Acknowledging the inequities to access that some patient communities experience in accessing patient registries and patient data, the presenters outlined the following best practices for including a plain-language framework when engaging with patient communities: 

  • Engage provider networks in a way that it is easy to share on behalf of their patient communities, keeping in mind barriers such as pre-paid data plans or lacking reliable access to a smartphone or internet network. 

  • Identify partners that can provide flexibility within the patient registry to adjust and differentiate content based on ‘appropriate profiling’ to avoid inadvertently cutting certain patient communities out. 

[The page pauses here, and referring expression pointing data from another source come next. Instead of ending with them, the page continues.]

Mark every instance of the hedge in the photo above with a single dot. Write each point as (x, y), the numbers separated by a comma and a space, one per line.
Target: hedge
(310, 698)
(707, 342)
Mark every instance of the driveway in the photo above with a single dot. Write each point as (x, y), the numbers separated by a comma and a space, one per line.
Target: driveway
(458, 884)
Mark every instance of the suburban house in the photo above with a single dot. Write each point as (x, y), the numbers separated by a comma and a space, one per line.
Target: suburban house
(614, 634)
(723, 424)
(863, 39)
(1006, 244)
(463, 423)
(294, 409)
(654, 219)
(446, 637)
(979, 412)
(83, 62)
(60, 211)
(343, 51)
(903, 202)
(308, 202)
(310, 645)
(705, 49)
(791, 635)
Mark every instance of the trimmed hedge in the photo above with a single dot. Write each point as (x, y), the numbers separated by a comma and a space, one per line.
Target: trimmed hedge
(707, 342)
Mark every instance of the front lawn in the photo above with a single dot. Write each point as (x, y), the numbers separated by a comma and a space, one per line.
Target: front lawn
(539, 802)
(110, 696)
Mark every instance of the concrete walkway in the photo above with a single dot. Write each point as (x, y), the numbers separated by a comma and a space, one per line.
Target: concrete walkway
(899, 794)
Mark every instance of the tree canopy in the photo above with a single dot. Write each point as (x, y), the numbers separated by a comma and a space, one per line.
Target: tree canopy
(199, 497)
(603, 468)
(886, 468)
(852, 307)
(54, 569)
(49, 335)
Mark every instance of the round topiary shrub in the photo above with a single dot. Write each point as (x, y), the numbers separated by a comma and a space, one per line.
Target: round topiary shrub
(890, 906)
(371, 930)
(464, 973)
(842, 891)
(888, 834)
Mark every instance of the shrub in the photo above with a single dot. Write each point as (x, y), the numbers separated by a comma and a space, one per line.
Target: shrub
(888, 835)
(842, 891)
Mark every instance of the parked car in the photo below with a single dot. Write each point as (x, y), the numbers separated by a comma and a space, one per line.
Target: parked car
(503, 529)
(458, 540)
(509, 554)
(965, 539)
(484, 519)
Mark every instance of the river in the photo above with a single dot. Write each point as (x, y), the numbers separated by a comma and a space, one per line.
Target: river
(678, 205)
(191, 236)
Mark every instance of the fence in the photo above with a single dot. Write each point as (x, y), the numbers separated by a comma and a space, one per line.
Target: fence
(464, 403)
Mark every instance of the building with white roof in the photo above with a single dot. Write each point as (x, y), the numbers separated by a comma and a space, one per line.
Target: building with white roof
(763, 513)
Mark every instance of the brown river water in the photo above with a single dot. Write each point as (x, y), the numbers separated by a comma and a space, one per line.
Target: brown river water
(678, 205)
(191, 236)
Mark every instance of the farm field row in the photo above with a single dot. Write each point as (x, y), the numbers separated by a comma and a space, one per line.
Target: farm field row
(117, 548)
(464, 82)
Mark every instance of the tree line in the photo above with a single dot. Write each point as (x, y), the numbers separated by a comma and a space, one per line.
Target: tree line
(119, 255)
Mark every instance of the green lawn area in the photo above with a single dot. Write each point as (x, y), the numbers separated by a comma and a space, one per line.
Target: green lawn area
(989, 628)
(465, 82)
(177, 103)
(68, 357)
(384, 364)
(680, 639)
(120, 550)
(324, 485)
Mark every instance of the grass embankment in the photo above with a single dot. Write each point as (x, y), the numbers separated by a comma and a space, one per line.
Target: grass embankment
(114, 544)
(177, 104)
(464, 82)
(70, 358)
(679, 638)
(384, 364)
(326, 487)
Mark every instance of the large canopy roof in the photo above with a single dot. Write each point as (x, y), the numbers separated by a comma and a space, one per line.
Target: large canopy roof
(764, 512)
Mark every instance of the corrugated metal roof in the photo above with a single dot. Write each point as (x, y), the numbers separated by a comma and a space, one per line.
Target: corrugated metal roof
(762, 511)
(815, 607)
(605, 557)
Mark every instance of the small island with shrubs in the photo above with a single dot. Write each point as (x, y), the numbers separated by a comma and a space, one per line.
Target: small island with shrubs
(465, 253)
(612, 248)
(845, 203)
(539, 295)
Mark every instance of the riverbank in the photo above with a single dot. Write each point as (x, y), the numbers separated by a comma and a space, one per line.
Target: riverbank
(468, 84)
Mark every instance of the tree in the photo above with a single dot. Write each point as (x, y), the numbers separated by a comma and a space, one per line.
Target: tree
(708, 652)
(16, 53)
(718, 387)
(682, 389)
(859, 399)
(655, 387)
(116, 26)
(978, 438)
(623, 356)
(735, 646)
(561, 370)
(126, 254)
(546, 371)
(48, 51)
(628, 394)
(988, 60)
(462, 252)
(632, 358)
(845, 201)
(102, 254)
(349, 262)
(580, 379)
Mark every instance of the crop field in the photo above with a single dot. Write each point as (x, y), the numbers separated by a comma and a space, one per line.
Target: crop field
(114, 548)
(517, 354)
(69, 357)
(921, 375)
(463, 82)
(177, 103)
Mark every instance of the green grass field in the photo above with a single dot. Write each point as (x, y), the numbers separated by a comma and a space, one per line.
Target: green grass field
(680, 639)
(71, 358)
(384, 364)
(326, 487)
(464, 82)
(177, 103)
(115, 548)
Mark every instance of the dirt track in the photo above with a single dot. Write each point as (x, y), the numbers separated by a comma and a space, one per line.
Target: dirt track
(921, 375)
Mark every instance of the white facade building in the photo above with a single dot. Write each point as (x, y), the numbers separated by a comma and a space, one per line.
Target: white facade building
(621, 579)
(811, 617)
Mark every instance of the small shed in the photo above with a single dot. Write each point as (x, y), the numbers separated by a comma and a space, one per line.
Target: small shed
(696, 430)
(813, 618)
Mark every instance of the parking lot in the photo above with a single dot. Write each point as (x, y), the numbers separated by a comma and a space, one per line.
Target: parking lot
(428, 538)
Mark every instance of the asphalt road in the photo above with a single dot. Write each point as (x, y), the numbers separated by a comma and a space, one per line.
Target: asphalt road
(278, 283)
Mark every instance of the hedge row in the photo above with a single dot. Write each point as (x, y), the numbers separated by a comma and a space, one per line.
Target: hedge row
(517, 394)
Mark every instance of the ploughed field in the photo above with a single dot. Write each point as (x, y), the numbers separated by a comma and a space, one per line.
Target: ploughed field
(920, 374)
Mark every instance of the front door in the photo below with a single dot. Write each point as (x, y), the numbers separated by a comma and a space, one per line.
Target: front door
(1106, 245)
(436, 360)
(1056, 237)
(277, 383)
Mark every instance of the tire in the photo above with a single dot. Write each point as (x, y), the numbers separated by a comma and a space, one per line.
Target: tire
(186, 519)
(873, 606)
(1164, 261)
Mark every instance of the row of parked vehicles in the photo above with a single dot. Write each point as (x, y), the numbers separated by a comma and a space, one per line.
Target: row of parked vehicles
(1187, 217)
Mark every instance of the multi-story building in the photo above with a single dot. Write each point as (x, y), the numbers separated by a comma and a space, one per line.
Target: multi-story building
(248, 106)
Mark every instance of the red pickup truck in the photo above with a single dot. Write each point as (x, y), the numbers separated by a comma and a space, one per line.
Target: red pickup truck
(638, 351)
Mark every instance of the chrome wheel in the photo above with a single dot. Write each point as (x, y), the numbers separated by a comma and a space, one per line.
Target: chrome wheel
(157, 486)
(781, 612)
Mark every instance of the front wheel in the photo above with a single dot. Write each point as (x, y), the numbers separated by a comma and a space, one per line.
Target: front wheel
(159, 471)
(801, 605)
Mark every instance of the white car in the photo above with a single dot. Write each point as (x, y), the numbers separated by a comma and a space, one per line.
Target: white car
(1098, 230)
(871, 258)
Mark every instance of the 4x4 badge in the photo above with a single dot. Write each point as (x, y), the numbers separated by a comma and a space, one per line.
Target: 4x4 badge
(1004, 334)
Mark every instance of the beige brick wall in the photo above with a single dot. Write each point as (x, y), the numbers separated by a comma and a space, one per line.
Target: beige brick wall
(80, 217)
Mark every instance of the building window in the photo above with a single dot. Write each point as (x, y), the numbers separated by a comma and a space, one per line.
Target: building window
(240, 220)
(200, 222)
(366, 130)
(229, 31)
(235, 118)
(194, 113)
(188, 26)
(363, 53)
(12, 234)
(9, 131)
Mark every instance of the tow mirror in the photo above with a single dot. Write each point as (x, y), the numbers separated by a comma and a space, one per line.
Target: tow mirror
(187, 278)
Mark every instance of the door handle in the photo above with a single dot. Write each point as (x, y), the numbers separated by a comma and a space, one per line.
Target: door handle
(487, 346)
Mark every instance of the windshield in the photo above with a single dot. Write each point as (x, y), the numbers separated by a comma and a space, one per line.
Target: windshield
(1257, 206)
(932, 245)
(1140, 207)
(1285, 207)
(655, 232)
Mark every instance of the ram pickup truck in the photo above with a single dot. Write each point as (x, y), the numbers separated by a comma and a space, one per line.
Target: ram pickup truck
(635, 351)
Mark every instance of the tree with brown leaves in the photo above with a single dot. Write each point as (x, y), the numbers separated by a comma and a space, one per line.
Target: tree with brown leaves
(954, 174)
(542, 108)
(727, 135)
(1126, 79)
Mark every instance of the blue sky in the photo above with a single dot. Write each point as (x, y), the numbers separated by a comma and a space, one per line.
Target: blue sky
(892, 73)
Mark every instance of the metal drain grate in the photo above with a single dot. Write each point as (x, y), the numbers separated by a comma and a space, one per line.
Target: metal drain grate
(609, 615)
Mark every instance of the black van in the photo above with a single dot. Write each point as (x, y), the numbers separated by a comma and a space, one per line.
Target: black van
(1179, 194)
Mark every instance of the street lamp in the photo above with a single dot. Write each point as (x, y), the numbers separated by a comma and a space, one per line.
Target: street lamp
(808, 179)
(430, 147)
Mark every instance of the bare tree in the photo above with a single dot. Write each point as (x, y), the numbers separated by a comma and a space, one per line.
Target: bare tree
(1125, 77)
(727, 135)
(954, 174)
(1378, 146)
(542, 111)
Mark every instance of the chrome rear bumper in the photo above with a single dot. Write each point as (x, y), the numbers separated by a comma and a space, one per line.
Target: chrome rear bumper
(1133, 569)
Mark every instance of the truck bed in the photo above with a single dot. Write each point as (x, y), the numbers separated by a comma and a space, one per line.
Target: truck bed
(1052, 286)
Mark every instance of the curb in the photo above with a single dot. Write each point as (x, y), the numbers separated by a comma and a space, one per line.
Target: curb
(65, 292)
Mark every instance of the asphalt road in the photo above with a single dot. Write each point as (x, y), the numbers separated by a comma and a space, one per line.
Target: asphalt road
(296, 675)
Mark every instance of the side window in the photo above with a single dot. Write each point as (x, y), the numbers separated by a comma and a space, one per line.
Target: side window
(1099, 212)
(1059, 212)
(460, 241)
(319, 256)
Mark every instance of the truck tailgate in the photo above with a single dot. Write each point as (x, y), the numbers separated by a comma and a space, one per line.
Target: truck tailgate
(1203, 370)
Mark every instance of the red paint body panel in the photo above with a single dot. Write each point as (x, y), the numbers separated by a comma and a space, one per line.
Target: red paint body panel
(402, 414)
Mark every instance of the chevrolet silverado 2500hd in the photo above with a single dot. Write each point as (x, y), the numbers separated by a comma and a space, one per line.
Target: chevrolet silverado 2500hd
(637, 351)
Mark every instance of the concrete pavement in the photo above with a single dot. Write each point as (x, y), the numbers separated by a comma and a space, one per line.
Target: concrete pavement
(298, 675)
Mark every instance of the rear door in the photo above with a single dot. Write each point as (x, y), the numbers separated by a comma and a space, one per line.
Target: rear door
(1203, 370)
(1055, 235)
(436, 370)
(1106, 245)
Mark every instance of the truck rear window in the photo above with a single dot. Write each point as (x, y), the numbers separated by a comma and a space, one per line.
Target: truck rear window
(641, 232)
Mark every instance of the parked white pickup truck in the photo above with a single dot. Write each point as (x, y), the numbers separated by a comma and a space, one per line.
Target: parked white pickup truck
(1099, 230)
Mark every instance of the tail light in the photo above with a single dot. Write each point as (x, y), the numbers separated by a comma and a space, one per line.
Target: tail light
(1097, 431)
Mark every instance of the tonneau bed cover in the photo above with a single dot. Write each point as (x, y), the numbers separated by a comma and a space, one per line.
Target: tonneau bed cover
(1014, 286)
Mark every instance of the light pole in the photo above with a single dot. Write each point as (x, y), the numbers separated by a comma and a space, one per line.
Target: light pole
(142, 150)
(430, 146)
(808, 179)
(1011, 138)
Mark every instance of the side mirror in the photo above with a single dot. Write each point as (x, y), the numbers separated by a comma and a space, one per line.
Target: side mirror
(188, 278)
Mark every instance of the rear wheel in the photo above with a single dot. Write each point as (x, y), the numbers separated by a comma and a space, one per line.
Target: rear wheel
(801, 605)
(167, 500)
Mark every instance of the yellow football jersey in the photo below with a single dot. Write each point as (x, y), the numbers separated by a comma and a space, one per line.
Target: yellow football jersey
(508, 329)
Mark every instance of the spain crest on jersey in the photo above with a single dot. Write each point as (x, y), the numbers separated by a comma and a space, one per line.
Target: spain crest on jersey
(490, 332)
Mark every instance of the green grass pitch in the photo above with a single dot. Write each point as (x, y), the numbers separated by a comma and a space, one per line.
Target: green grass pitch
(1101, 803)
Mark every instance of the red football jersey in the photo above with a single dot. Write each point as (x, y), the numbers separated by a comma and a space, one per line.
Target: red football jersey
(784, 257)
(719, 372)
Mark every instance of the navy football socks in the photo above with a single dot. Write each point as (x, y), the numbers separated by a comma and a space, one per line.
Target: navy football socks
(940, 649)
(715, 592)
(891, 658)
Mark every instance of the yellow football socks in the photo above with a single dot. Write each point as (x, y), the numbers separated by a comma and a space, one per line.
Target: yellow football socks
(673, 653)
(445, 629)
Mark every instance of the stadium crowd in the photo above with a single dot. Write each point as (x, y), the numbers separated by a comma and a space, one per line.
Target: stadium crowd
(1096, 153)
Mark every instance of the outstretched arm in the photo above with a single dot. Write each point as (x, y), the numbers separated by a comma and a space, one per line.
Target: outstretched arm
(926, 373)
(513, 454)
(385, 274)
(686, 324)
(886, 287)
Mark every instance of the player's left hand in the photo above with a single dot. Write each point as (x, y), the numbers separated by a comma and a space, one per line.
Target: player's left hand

  • Utilizing plain language, as opposed to medical jargon, to ensure that registry content is neither biased against or misrepresentation of those individuals with low health literacy. 

Conclusion 

The IQVIA team concluded the presentation by reiterating the value of patient-mediated data that is provided by modern patient registries: it links data capturing the patient voice to data used for regulatory decision-making, bringing together much-needed validation and longitudinal value. The value of patient-mediated data not only holds the potential to change the cost curve of research but also dramatically shift the existing power dynamics of the policy and advocacy cycles in favor of patients and patient organizations. As patient organizations engage with their respective research and patient stakeholders to prioritize use cases for the data from their patient registries, it is imperative that all stakeholders contribute to building and sustaining platforms for collecting and sharing patient data to remain connected across their shared missions and goals to enhance patients’ lives and access to new, potentially life-saving therapies.